En aquella conversación de febrero de 2022 se preguntaba, en efecto, por qué ahora abundaban tanto esas cartas que lo tenían a él como víctima. Yo le dije que eso era así siempre que alguien escribía textos polémicos e interesantes. «¡Ay Juanito!», me decía a veces cuando creía que yo desviaba el tiro de su interés para no dañar a ninguna de las partes.

Fui uno de sus editores, en los últimos años de su extraordinaria carrera. Amaya Elezcano fue quien de veras se ocupó de su obra y de su cuidado, y fue con ella, y con todos, de un afecto enorme, de una elegancia emocionante, igual que pasó más tarde, con Pilar Reyes, y con todas las personas que se ocuparon de sus libros, de su promoción y de su extraordinario litigio con la publicación de su escritura.

Su exigencia era siempre equivalente a su calidad. Desde sus cubiertas a sus promociones, la opinión de Javier era inquisitiva pero noble, porque él mismo era editor (el editor de Reino de Redonda, por la que hizo más que lo que pudo, y ahí está, como una colección impar en la cultura editorial española) y sabía hasta qué punto el libro se debe, en última instancia, al mimo del editor tanto como a la prestancia del autor.

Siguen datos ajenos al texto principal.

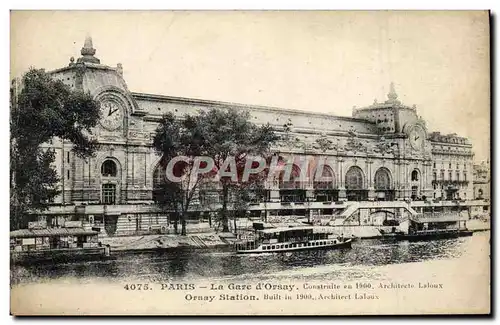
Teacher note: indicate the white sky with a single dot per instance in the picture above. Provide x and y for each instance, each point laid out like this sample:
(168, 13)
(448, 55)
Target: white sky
(316, 61)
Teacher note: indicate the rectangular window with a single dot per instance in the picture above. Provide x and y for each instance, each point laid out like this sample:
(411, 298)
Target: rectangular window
(108, 193)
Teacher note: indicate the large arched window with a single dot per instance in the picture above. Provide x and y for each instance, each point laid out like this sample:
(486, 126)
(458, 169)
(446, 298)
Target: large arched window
(108, 168)
(326, 181)
(354, 179)
(382, 179)
(291, 189)
(324, 185)
(291, 182)
(354, 184)
(383, 186)
(414, 175)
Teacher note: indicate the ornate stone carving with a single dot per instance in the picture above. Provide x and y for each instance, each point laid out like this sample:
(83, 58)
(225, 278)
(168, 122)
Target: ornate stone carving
(383, 146)
(323, 143)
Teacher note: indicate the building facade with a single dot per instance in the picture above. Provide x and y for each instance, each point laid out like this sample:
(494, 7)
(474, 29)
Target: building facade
(384, 152)
(481, 181)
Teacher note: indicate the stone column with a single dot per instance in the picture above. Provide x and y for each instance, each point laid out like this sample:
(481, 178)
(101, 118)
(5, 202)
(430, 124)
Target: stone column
(340, 172)
(369, 180)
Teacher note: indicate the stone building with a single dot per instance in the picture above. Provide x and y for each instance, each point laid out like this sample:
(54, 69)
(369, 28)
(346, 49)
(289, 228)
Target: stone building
(383, 152)
(481, 181)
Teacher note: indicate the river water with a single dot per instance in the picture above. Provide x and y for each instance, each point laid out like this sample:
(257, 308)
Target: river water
(367, 259)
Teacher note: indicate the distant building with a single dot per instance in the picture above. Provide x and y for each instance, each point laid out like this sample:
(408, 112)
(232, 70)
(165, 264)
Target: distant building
(383, 152)
(481, 181)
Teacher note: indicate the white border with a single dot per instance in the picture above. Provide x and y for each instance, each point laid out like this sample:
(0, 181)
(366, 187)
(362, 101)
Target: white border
(188, 4)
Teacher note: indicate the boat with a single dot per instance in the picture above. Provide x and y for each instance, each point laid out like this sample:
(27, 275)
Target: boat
(292, 239)
(29, 246)
(424, 230)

Supe de su gravedad por un amigo común. No me lo creí, no me lo creo. Este texto que estoy escribiendo en un día nublado del Madrid de primavera, mientras en el Retiro las manos de los escritores fluyen sobre las páginas de crédito abiertas a las dedicatorias, me está costando tanto como aquel día de septiembre me costó escribir sobre el imperioso advenimiento de su muerte. Hablar de él en pasado, como me pasó entonces, es ahora igualmente doloroso, como si un destino ruin lo hubiera arrebatado del sitio en el que se producía la alegría de su prosa semanal o anual, de sus artículos o de sus libros, de su elegancia y de su exigencia, de su personalidad singular, sin repetición posible.

Titulé entonces un artículo sobre él y su legado con un título de Juan carlos Onetti, deformado para la ocasión: Ocurrió el infierno tan temido.

Es un infierno vivir sin Javier Marías, escribir su nombre y no saberlo cerca, respirando, escribiendo, mirando, es una herida que tardará en curarse, si es que se cura algún día, porque sin él la vida es peor, menos exigente y, en algunos renglones de lo que pasa, peor, mucho peor, muchísimo más desangelada.